Army Lt. Col. Alexander Vindman, one of the witnesses that testified during President Donald Trump's impeachment, was reportedly fired from his role on the National Security Council on Friday afternoon, according to CNN. Vindman's twin brother, who also serves on the NSC, was also fired and escorted from the White House.
A statement from his attorney, David Pressman, says that Vindman was "escorted out of the White House where he has dutifully served his country and his President."
"We can confirm that both Lt. Cols. Vindman have been reassigned to the Department of the Army," an Army spokesperson told Task & Purpose. "Out of respect for their privacy, we will not be providing any further information at this time."
"There is no question in the mind of any American why this man's job is over, why this country has one less soldier serving it at the White House," Pressman said in the statement. "LTC Vindman was asked to leave for telling the truth. His honor, his commitment to right, frightened the powerful."
The Washington Post reported on Thursday night that Trump was "preparing" to push Vindman out.
Vindman was already planning on leaving his position on the NSC by the end of this month, per the Post, but Trump was reportedly "eager to make a symbol of the Army officer."
Trump hasn't been secretive about his dislike for Vindman. After Vindman's testimony in October, Trump maintained that the officer was a "Never Trumper."
When asked on Friday about the reports that Vindman would soon be shown the door, Trump told reporters that he was "not happy" with him.
"You think I'm supposed to be happy with him?" Trump asked. "They're going to be making that decision."
Earlier on Friday, Trump retweeted a November tweet from the president of Judicial Watch, Tom Fitton, which said Vindman's "behavior is a scandal," and that he should be "removed from the...White House ASAP."
Trump also shared a tweet from Rep. Thomas Massie (R-Ky.), who said he'd "fire" Vindman.
Vindman — who emigrated with his family to the U.S. from Ukraine, while it was still part of the Soviet Union, as a child — is a combat veteran and Purple Heart recipient.
He deployed to Iraq in September 2004 and was wounded by an improvised explosive device a month into his tour. He finished his deployment and returned to the U.S. in September 2005.
During his testimony, Vindman discussed the phone call between Trump and Ukrainian President Volodymyr Zelensky at the heart of the impeachment inquiry.
Vindman was on the call, and said there was "no ambiguity" that Trump was "calling for an investigation that didn't exist" into the the relationship between Democratic presidential candidate Joe Biden and Ukrainian company Burisma.
Despite past criticism from his commander-in-chief, Army spokesman Matt Leonard said in October that Vindman, "who has served his country honorably for 20+ years, is fully supported by the Army like every soldier."
In November, Army spokeswoman Col. Kathy Turner said that the Army was working with authorities "to ensure that [VIndman[ and his family are properly protected."
That same month, Defense Secretary Mark Esper told reporters that Vindman "shouldn't have any fear of retaliation."

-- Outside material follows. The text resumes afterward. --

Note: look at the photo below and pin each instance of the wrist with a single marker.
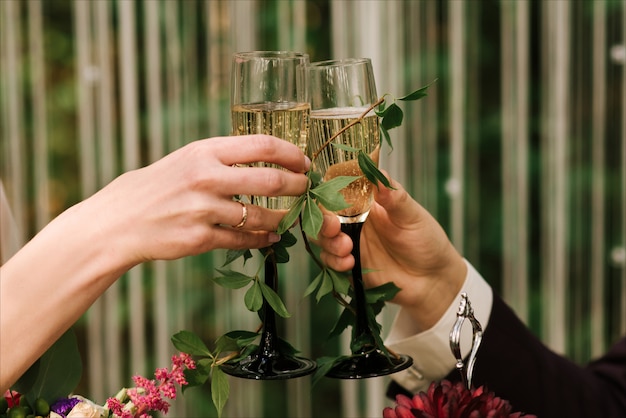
(443, 287)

On Friday, Esper reiterated that service members would be protected from retaliation.
"As I said, we protect all of our persons, service members, from retribution or anything like that," he said. "We've already addressed that in policy and other means."
Irvin McCullough, a national security analyst at the Government Accountability Project, emphasized what kind of precedent Vindman's reassignment could have on future officials who speak out.
"Reorganizations are hotbeds for disguised retaliation," McCullough said. "Bad actors use massive organizational shifts to strike back against truth-tellers that may be otherwise untouchable. ... If the President overrules his Secretary, and uses this shift as cover for reprisal, he demonstrates that no whistleblower is out of his reach."